Tuesday, November 8, 2016

The Week that Was

I could only marvel how so many events came together with some measure of success despite last minute preparations and frantic activity. Last Wednesday's Closing Semester service went for 4 hours from 7.40pm to 11:40pm. We had a full service, a song & dance galore and Christmas celebrations with exchange of gifts all in one. But we were mighty pleased and we returned home past midnight filled with joy. Then on Thursday preparations for the graduation dinner and convocation the next day took full steam. As I was in charge of the display section, I had to make sure everything was in order and we made several trips to the venue (Ranau Sports Complex) the night before. Graduation dinner was a pleasant experience with a wide selection of dishes all cooked by the College's kitchen staff (500 people on Friday night and more than 800 people on Saturday's convocation lunch reception). It was a herculean efforts by any measure with our limited resources and wooden kitchen hut housing several stoves and fire place. But non-graduating students helped out and worked their hearts out and I made rounds around the Campus late Thursday night.
Some were busy printing the convocation booklet in office, making sure all the 261 graduands received their diploma scrolls. When I went back the next morning at 5am to the office the team was still working with one or two slumped in their chairs fast asleep. On Friday morning we had a full rehearsal at the Ranau Sports Complex, for the every first time we held our convocation outside of a church in our College's history. As there were about 200 students receiving their certificates in ministry (Long Distance Theological Education, Pendidikan Teologi Jarak Jauh) it was quite an effort for my colleague to marshall everyone in their place and line up for the procession. On Friday night, it rained whole night and we wondered whether there was a good or bad omen. One person took it positively as the Complex was without air-conditioning so a cool and rainy day wasn't all that bad. But the rain stopped when the convocation ceremony commenced and it all went according to plan. I had to leave as soon as the bachelors received their scrolls as I had a speaking engagement in the district of Kemabong, some 4 hours' drive from Namaus. We went back to the Campus and packed our things and just after 1pm we set out from Namaus and reached the Kemabong church just before night fall, having stopped in Tambunan for coffee and also in Keningau on the way.
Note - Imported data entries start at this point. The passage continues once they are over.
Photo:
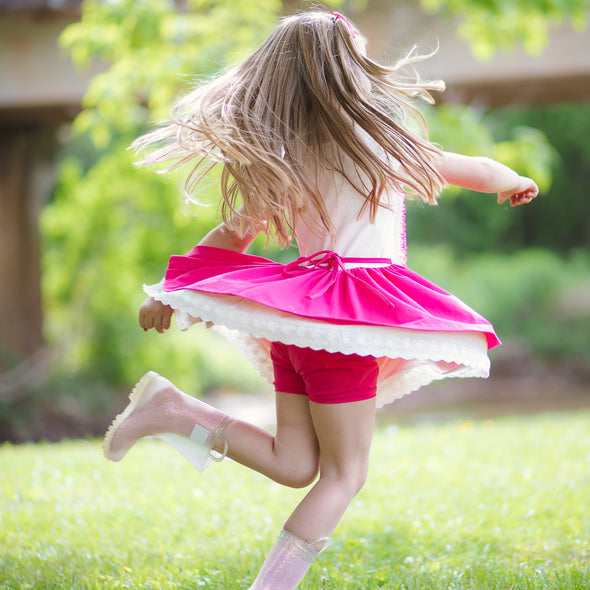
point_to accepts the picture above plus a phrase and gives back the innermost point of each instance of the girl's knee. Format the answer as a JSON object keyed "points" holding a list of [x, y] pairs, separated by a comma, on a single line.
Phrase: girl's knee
{"points": [[300, 476], [350, 480]]}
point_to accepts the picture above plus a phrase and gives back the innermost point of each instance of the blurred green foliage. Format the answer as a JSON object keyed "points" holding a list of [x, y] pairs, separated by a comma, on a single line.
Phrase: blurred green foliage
{"points": [[111, 227], [491, 25]]}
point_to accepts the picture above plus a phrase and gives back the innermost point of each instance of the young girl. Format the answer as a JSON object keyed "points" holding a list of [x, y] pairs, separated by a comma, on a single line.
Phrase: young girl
{"points": [[315, 148]]}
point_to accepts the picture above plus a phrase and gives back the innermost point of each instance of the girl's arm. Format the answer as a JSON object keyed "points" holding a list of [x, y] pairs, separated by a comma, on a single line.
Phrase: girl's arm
{"points": [[487, 176], [157, 315]]}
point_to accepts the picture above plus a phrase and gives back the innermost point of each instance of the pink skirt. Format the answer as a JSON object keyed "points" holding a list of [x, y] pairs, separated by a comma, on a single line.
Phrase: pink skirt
{"points": [[369, 307]]}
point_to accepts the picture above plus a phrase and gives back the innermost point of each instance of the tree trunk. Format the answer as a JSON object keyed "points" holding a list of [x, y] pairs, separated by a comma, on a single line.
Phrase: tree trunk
{"points": [[27, 173]]}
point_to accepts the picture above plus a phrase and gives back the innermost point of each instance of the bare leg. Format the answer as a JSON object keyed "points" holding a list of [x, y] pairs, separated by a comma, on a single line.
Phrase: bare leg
{"points": [[158, 408], [345, 432], [291, 456]]}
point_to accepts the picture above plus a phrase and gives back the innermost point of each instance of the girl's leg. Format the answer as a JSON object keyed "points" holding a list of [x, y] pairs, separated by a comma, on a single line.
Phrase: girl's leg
{"points": [[158, 408], [291, 456], [344, 432]]}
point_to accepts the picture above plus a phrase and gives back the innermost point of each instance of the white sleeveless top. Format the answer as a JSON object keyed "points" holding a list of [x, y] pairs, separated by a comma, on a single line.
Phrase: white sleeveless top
{"points": [[354, 236]]}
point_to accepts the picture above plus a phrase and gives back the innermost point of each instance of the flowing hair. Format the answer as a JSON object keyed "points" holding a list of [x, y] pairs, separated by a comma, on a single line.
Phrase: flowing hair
{"points": [[295, 107]]}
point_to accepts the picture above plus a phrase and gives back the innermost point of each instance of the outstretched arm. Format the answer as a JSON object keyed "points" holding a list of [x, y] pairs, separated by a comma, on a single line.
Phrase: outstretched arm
{"points": [[157, 315], [487, 176]]}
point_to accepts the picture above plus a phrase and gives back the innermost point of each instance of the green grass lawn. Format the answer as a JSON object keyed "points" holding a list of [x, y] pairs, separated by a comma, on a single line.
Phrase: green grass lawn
{"points": [[501, 504]]}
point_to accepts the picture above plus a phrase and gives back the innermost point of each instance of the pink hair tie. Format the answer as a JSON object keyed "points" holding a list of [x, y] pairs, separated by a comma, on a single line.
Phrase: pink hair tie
{"points": [[337, 15]]}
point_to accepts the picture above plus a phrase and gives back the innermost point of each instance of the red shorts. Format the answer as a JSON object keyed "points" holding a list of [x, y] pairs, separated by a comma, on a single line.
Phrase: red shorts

The church was packed for the night service and it was doubly packed on Sunday morning with many having to sit outside with a large canopy providing extra space. It was Christmas celebrations for five Kemabong central churches (churches that are near Kemabong township). I preached the night message speaking for a gospel for all nations and tribes and exhorted the church not to be inward looking for reach out to outer races and ethnic groups besides their own. With these 5 churches of 98% Muruts, it was a tough message to convey since one's culture and race is still very strong and outsiders find it very hard to break into the group. As the only Chinese Malay-speaking pastor that is by now accepted by these indigenous groups, I find myself in an unenviable position, at once an insider (as one senior leader called me thus since I served one term as Treasurer-General of SIB Sabah) but on occasions I felt I am just like an outsider, foreign to my own brothers and sisters in Christ. But I find little of that at College which is so encouraging as I can categorically state that a vast majority of my students accept me as one of their own and from one Semester as their Acting Principal, many still accord me respect and love. Yes, love...where at the service bidding me farewell as Acting Principal, the students put up a video and at the end of it with the picture of whole College community, words are inscribed, "We love you."